Pour autant, certains, comme chez AllianzGI, n’excluent pas une baisse préventive dans les mois à venir, pourquoi pas dès mars, histoire d’éviter que la machine économique ne cale. Même son de cloche du côté de la Banque d’Angleterre, attendue elle aussi début février. Là-bas, la politique monétaire reste restrictive, et la croissance britannique traîne la patte. De futures baisses de taux pourraient aider, mais sans gain de productivité, le Royaume-Uni continuera de pédaler dans la semoule.
Résultats d’entreprises : ceux qui trinquent et ceux qui sabrent
Sur la cote, la séance de vendredi a encore été rythmée par une pluie de publications. À Paris, Alten a décroché la timbale, signant de loin la plus forte hausse du SBF 120 avec un bond de plus de 16%. Les investisseurs ont salué une amélioration de l’activité au quatrième trimestre et des perspectives de marge qui sentent le travail bien ficelé. Résultat : le titre a décollé comme une fusée Space X dopée au méthanol.
En Allemagne, Adidas a fait le show. Chiffre d’affaires et marges record en 2025, confiance retrouvée et, cerise sur le gâteau, un programme de rachat d’actions qui pourrait grimper jusqu’à un milliard d’euros. De quoi donner des ailes au titre, et des sueurs froides aux vendeurs à découvert.
Même scénario euphorique pour Electrolux, qui s’est envolé après des résultats trimestriels supérieurs aux attentes. À l’inverse, Carrefour a mangé son pain noir, sanctionné après une dégradation d’analyste. Comme quoi, en Bourse, même les rayons bien garnis ne protègent pas d’un coup de massue.

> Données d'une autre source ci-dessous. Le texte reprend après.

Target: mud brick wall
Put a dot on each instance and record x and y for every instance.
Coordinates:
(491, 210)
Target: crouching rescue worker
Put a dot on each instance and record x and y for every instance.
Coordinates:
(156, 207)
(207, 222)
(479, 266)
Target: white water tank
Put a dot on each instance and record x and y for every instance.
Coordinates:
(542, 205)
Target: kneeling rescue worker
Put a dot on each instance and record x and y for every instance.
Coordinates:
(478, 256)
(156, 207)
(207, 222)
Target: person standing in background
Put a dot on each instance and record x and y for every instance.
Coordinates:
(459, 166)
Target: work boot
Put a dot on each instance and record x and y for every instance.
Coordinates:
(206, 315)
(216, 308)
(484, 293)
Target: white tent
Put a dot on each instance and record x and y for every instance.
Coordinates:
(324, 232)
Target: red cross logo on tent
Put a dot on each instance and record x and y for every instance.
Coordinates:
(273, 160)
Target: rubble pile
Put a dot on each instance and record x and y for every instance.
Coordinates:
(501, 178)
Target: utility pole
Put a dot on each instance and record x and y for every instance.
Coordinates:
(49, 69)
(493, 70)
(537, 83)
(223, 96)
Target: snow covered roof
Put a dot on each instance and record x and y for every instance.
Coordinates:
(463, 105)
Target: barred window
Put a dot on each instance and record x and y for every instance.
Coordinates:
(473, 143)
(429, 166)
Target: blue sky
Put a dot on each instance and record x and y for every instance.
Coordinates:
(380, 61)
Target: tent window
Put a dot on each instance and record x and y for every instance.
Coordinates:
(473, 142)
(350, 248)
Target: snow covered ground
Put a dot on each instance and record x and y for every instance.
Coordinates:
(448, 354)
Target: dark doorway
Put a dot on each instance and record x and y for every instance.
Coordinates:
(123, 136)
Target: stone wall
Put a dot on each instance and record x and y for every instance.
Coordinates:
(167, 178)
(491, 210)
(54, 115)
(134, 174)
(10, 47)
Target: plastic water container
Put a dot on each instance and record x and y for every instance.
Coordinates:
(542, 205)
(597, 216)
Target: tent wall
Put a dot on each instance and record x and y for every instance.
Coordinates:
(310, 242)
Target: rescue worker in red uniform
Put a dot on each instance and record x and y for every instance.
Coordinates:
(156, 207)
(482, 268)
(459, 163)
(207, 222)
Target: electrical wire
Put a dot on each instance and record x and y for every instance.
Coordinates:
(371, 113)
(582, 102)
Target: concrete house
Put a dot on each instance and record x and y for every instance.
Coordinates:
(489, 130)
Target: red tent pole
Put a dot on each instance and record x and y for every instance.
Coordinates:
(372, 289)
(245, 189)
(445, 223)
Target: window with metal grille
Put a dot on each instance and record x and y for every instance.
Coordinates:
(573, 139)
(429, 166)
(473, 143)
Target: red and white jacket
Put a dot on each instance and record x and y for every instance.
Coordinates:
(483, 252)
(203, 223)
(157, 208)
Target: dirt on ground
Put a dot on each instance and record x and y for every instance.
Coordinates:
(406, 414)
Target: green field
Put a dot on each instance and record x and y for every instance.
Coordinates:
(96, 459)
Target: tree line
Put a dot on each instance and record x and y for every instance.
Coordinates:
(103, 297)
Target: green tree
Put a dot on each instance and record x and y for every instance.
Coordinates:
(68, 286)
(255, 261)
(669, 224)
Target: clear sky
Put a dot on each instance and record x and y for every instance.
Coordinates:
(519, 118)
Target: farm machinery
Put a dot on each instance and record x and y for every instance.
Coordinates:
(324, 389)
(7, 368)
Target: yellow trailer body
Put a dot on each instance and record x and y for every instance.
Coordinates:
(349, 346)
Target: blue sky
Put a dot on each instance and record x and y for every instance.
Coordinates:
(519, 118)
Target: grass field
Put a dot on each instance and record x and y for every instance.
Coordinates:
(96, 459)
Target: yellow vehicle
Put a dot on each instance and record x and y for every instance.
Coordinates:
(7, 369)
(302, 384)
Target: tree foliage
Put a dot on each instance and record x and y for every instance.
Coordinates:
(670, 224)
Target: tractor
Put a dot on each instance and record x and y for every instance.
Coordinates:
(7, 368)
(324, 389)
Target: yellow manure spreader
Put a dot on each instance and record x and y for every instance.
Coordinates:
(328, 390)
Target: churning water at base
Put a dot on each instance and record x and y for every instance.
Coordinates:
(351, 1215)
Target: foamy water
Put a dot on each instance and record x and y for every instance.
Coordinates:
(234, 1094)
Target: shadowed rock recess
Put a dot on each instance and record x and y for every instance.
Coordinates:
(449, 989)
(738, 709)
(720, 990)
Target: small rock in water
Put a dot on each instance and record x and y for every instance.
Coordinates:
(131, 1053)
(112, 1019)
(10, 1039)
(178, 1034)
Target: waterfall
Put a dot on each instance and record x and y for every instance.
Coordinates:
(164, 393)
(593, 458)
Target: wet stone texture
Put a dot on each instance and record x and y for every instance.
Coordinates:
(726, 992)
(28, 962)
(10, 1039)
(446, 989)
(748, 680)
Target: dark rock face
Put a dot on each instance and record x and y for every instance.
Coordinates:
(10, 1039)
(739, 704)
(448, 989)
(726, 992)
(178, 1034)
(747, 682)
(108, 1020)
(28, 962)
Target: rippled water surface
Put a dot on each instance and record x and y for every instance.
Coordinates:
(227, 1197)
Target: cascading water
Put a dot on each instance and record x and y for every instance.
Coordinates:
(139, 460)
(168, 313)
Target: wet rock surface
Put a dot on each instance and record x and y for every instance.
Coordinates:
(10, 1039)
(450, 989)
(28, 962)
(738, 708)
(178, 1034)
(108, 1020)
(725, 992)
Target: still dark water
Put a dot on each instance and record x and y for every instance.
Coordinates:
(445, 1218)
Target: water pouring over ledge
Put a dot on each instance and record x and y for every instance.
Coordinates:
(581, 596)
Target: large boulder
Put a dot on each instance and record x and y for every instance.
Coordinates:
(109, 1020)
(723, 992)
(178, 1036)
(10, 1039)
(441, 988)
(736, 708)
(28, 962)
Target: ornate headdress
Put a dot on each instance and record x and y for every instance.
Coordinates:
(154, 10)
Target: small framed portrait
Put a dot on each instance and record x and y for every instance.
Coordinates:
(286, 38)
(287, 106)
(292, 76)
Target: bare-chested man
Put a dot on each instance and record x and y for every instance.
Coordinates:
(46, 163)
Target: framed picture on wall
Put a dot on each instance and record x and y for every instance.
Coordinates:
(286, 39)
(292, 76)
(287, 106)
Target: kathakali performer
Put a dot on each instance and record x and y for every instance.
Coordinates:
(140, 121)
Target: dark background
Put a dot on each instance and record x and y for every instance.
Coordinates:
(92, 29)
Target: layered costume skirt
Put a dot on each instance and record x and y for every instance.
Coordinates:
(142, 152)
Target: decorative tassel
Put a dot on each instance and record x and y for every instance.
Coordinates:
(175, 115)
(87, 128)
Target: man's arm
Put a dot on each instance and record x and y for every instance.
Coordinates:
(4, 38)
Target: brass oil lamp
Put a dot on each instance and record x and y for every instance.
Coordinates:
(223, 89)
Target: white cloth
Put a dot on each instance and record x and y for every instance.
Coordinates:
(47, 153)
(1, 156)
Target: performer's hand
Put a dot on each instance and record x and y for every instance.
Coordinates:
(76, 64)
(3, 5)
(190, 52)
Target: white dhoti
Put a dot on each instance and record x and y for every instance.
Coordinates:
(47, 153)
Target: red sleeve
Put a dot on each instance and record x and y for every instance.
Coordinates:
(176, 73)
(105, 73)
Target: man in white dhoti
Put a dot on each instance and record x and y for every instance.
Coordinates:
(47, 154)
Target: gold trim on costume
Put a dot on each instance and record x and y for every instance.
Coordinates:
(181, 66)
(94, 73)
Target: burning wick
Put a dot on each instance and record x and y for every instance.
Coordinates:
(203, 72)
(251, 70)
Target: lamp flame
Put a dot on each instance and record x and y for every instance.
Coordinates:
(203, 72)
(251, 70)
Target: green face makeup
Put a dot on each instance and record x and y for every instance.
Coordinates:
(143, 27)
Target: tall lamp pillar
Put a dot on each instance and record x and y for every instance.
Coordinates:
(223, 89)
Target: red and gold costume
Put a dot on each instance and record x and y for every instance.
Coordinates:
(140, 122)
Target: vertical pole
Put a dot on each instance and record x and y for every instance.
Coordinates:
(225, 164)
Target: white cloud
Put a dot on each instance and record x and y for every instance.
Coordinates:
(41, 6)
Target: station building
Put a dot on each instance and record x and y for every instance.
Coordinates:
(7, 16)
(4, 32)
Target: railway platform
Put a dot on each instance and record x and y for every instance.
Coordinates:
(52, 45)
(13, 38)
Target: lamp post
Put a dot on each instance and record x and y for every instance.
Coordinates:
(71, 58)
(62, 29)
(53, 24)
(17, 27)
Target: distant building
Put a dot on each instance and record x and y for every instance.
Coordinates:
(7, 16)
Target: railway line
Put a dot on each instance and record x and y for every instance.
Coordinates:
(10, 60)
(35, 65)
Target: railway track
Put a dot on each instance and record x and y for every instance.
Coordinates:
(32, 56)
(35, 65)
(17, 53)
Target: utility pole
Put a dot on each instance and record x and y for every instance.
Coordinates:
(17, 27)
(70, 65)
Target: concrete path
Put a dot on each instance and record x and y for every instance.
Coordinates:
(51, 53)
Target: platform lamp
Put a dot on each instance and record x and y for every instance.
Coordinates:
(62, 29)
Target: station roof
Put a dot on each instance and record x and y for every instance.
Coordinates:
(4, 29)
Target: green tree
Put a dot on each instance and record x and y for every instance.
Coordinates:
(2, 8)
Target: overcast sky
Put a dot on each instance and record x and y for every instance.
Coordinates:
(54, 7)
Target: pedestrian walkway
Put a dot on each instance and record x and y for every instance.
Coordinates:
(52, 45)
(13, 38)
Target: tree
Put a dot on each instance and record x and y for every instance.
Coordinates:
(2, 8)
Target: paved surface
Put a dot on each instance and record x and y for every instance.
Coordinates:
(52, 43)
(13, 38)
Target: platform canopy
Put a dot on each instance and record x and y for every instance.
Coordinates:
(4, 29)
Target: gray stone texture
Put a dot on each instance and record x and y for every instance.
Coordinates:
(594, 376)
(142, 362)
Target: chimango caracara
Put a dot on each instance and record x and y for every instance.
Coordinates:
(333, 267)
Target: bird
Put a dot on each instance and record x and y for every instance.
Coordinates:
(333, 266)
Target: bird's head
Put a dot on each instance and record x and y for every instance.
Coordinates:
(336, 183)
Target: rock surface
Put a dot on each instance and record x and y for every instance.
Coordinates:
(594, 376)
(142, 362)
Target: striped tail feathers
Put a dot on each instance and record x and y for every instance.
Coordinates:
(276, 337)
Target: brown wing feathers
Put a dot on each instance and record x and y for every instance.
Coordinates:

Macroéconomie : une Europe qui encaisse sans trop broncher
Côté statistiques, les chiffres du PIB en zone euro et dans l’Union européenne ont montré une croissance de 0,3% au quatrième trimestre. Pas de quoi fanfaronner, mais suffisant pour prouver que l’économie européenne reste debout malgré les chocs tarifaires, les tensions géopolitiques et les vents contraires venus de l’extérieur.
Pour Christophe Boucher, chez ABN AMRO Investment Solutions, la zone euro a fait preuve d’une résilience honorable en 2025. Les risques existent toujours, notamment avec un Donald Trump qui semble prêt à ressortir l’artillerie commerciale, mais leur impact pourrait être plus contenu en 2026. En clair : ça secoue encore, mais la coque tient.
Et maintenant, place aux banques et aux géants
La semaine prochaine s’annonce tout aussi animée, avec une nouvelle salve de résultats très attendus. À Paris, les poids lourds bancaires vont passer à la moulinette des analystes, aux côtés d’Amundi et de Vinci. Aux États-Unis, les géants de la tech, de la pharma et du divertissement s’apprêtent à dévoiler leurs chiffres, promettant encore quelques séances bien nerveuses.
Au final, les marchés européens terminent janvier sur une note plus positive qu’attendu, malgré un mois globalement poussif. Le CAC flirte avec les sommets sans vraiment les embrasser, l’Europe tient bon, et Wall Street digère ses changements de casting monétaire. Un marché qui avance à petits pas, parfois en crabe, souvent sous substances illicites, mais toujours avec un œil rivé sur la prochaine annonce. Parce qu’en Bourse, on peut faire le malin une séance… et se faire rattraper par la réalité le lendemain.